Air Travel Supplement: It’s demand and supply that determines air fare

Author: 
K.S. Ramkumar | Arab News
Publication Date: 
Mon, 2009-06-29 03:00

THE traveling public might disagree, but according to airline executives, there is no mystery involved in the pricing of airline tickets. “It’s ultimately a question of demand and supply,” says Ibrahim A. Al-Hamer, managing director of Bahrain Air. This is echoed by most other carriers.

“When the travel season is low, airlines tend to keep their fare structure low and even if they try to keep it at a reasonable level, they offer a number of incentives. And during the peak season, it is the other way round — the same carriers increase their fares as they know people will travel during the holiday season no matter what the fares are,” he told Arab News. “In fact, it is during the peak season that every airline makes up its earnings lost during the off-peak season,” he added.

Clearly, the price attached to an airline ticket has nothing to do with the length of the journey. It has everything to do with supply and demand. The airlines employ some complicated computer programs to try to meet a number of goals, the main two being: To avoid flying with any empty seats and to maximize total net revenue, says a senior executive of Saudi Arabian Airlines.
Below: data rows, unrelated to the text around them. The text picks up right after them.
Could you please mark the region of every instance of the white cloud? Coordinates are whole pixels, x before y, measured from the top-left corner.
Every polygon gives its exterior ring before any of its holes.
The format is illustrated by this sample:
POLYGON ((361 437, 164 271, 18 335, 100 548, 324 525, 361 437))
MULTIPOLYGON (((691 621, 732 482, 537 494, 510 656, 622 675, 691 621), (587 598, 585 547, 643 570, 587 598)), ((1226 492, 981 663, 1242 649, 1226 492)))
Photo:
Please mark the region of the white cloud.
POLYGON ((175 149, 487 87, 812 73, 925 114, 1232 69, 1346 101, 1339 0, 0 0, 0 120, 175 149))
For example, Lufthansa-SWISS offered an economy class round-trip fare from Riyadh or Jeddah to European destinations such as Amsterdam, London, Paris, Rome and Vienna for as low as SR1,600 during February and March this year, an off-peak season for travel. The same airline offers the same flights for almost double, or even more, for the holiday season that commences in July.

There are always conditions attached to off-peak fares, such as stopovers not permitted and the ticket (either in full or part) not being refundable. But despite the restrictions Lufthansa says it had “a sizable number of travelers” taking up the low fares during February-March.
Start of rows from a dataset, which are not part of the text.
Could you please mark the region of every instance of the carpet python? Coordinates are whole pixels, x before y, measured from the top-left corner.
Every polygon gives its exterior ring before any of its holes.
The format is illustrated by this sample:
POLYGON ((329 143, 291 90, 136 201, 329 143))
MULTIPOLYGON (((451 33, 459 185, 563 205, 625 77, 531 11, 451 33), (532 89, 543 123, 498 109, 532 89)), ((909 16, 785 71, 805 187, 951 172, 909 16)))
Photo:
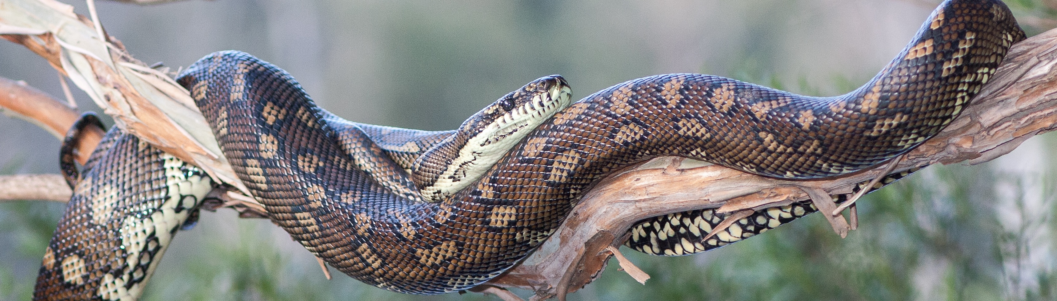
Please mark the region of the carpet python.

While most people travel during the vacation period (school holidays being a major reason), there are business travelers and others who fly all round the year. That is why, during most of the year, airlines make every effort to attract these latter. They also focus on the services to such travelers, especially those who fly business class. This is confirmed by BMI Managing Director Peter Spencer. Speaking to Arab News, he said: “At a time when other airlines are cutting back and trimming luxuries, BMI is adding value, making a trip to London, more than just a flight.”

A constant review of the fare structure also enables an airline to compete with other airlines and attract passengers. It also realizes another goal, that of building up loyalty among regular customers. All these goals are what lie behind all those promotional packages and frequent flyer membership programs such as Emirate’s Skywards or Air France-KLM’s Flying Blue.

On the other hand, these offers and programs create their own additional complexities to the pricing maze.

Additional rules are designed to encourage flyers to book in advance, to fly on particular days of the week or at unpopular times, to include a weekend overnight stay, take along a companion or use less congested airports. Also, many airlines offer incentives to passengers who make their own bookings on the Internet. The savvy traveler who can stay awake long enough to make an Internet booking after midnight will occasionally come across so-called “Internet specials,” super cheap deals that disappear when the rest of the nation wakes up and starts booking their airline travel. But sometimes (although the airlines are loathe to admit this) there are special offers that never appear on the Internet and can only be discovered by talking direct to a company salesperson. The truth is that it does not always pay to go online.

Further complexity arises from the sale of blocks of seats by the airlines to third parties, often called “bucket shops”, who then sell them at discount prices (or consolidated fares).

The result is a ticket pricing system that has grown increasingly varied over the years, to the point where on some flights no two passengers will have paid the same price and where it may be cheaper to fly from Jeddah to London via Bahrain or from London to New York via Paris than take the direct flight.

Faced with all this confusion, with computers constantly monitoring sales and adjusting fares as often as ten times a day, the only practical option for the fare conscious air traveler is to use a Web service to try to locate the best deal. A number of such services have sprung up in recent years, among them Expedia, Travelocity and CheapTickets. These services trawl the Web looking for the cheapest fare for any given destination and dates of travel.

“Airline pricing has grown so complex that it is now practically impossible to design an algorithm that will find the cheapest fare,” says Abdul Aziz Marzouki, a local businessman. “The problem of finding the cheapest airfare between two given locations is actually unsolvable.”